December 11, 2012
On 11-12-2012 20:09, Dmitry Olshansky wrote:
> 12/11/2012 4:04 AM, Alex Rønne Petersen пишет:
>> http://xtzgzorex.wordpress.com/2012/12/11/array-slices-and-interior-pointers/
>>
>>
>>
>> Destroy.
>>
>
> Aside from the fact that I can use slices without GC just fine? :)
> The base pointers would then be either counted, released manually or
> implicitly as part of stack unwinding.

Yes, in theory. But that's not how most idiomatic D code written today works.

>
> I personally think that managed VMs are going to have to emulate slices
> and pointers as an array object + one or pair of offsets. In fact it
> could be implemented as an abstract object with implementation depending
> on where you did get that pointer from.
>


-- 
Alex Rønne Petersen
alex@lycus.org
http://lycus.org
December 11, 2012
12/11/2012 11:23 PM, Alex Rønne Petersen пишет:
> On 11-12-2012 20:09, Dmitry Olshansky wrote:
>> 12/11/2012 4:04 AM, Alex Rønne Petersen пишет:
>>> http://xtzgzorex.wordpress.com/2012/12/11/array-slices-and-interior-pointers/
>>>
>>>
>>>
>>>
>>> Destroy.
>>>
>>
>> Aside from the fact that I can use slices without GC just fine? :)
>> The base pointers would then be either counted, released manually or
>> implicitly as part of stack unwinding.
>
> Yes, in theory. But that's not how most idiomatic D code written today
> works.
>

I'd mention that the most of idiomatic D code is agnostic with respect to the origin of slice. The major reason to use slices is to avoid allocations and thus the allocation scheme is not important up to the point of explicit copy.

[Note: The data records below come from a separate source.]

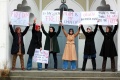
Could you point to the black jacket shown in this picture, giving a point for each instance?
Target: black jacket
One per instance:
(35, 41)
(89, 47)
(54, 39)
(108, 47)
(15, 44)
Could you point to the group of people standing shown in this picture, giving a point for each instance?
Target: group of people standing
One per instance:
(51, 44)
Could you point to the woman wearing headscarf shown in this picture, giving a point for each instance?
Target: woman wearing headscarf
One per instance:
(69, 54)
(51, 43)
(89, 48)
(18, 48)
(36, 43)
(108, 49)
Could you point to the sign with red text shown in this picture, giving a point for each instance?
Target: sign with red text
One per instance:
(107, 17)
(20, 18)
(41, 56)
(71, 18)
(89, 17)
(51, 17)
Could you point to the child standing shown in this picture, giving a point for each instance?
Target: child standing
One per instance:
(89, 49)
(18, 45)
(108, 47)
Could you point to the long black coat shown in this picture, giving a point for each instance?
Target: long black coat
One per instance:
(35, 41)
(54, 39)
(15, 44)
(108, 47)
(89, 47)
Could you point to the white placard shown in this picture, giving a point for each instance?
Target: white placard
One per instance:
(50, 17)
(89, 17)
(20, 18)
(108, 17)
(41, 56)
(71, 18)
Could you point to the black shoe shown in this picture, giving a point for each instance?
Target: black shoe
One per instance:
(83, 69)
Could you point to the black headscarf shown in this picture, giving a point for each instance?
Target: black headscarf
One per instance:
(51, 34)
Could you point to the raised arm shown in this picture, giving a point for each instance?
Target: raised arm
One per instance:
(101, 29)
(115, 29)
(77, 32)
(59, 29)
(83, 30)
(43, 30)
(11, 29)
(58, 32)
(25, 31)
(64, 31)
(96, 27)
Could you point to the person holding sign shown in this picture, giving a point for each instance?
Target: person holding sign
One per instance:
(34, 44)
(89, 49)
(51, 43)
(108, 47)
(18, 45)
(70, 51)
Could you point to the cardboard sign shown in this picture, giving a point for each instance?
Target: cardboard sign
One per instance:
(41, 56)
(89, 17)
(20, 18)
(51, 17)
(71, 18)
(108, 17)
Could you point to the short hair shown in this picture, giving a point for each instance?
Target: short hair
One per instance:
(110, 28)
(70, 30)
(52, 28)
(16, 29)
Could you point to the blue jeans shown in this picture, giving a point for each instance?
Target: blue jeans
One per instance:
(29, 64)
(65, 64)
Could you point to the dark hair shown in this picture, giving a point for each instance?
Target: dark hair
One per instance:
(16, 29)
(110, 28)
(70, 30)
(52, 28)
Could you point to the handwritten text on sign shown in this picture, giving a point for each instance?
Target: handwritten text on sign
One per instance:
(51, 17)
(108, 17)
(20, 18)
(89, 17)
(41, 56)
(71, 18)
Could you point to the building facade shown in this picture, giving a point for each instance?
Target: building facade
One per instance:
(35, 8)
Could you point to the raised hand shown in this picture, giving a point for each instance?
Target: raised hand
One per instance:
(35, 20)
(60, 24)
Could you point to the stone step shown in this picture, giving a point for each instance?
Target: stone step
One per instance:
(64, 74)
(59, 78)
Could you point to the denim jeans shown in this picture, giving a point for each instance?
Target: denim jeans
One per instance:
(29, 64)
(65, 64)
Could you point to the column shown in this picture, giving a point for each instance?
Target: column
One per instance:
(118, 39)
(3, 33)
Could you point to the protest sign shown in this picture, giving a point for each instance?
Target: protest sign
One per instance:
(89, 17)
(51, 17)
(20, 18)
(41, 56)
(71, 18)
(107, 17)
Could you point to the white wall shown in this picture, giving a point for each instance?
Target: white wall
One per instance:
(99, 37)
(34, 9)
(3, 33)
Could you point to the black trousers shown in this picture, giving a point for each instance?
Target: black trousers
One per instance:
(93, 63)
(112, 63)
(55, 61)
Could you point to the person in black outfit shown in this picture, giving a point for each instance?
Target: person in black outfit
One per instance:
(51, 43)
(34, 44)
(108, 47)
(89, 49)
(18, 48)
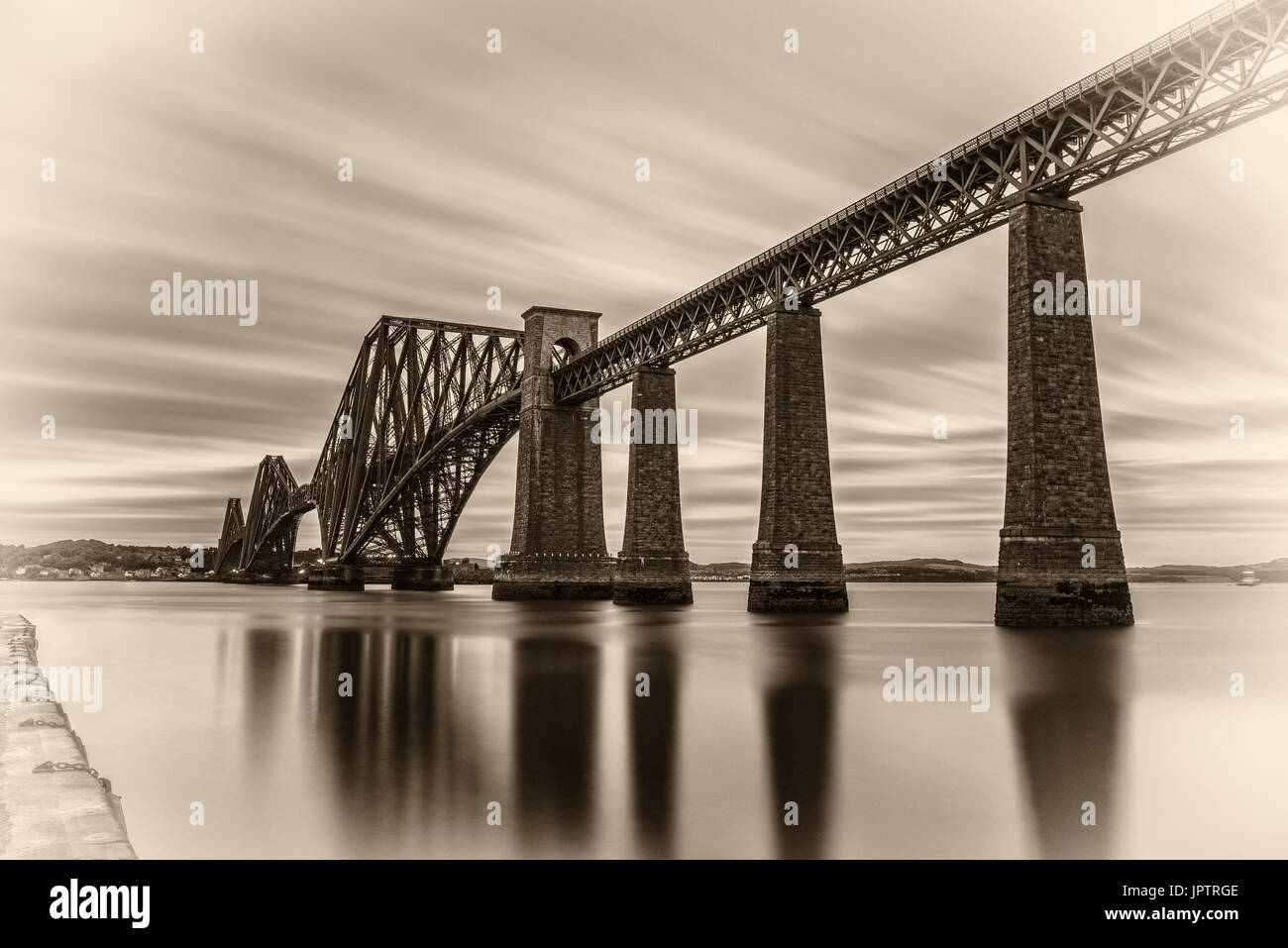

And at that point e.g. Phobos plays it safe and does everything that has to copy or incrementally build via GC. And it gets bashed for it every once in a while. To put simply it's because there is no concept of allocators in idiomatic D code _yet_.

And separating slices and allocation mechanism behind them is the key of usability of slices as they stand. If we add stuff that makes them 50% more bulky and helps only a certain scheme of GC memory allocation we are screwed.

Also what would direct operations with ptr field translate to in your scheme e.g.:
arr.ptr = arr.ptr+x;

where ptr+x is hidden by some function and not obvious to the compiler?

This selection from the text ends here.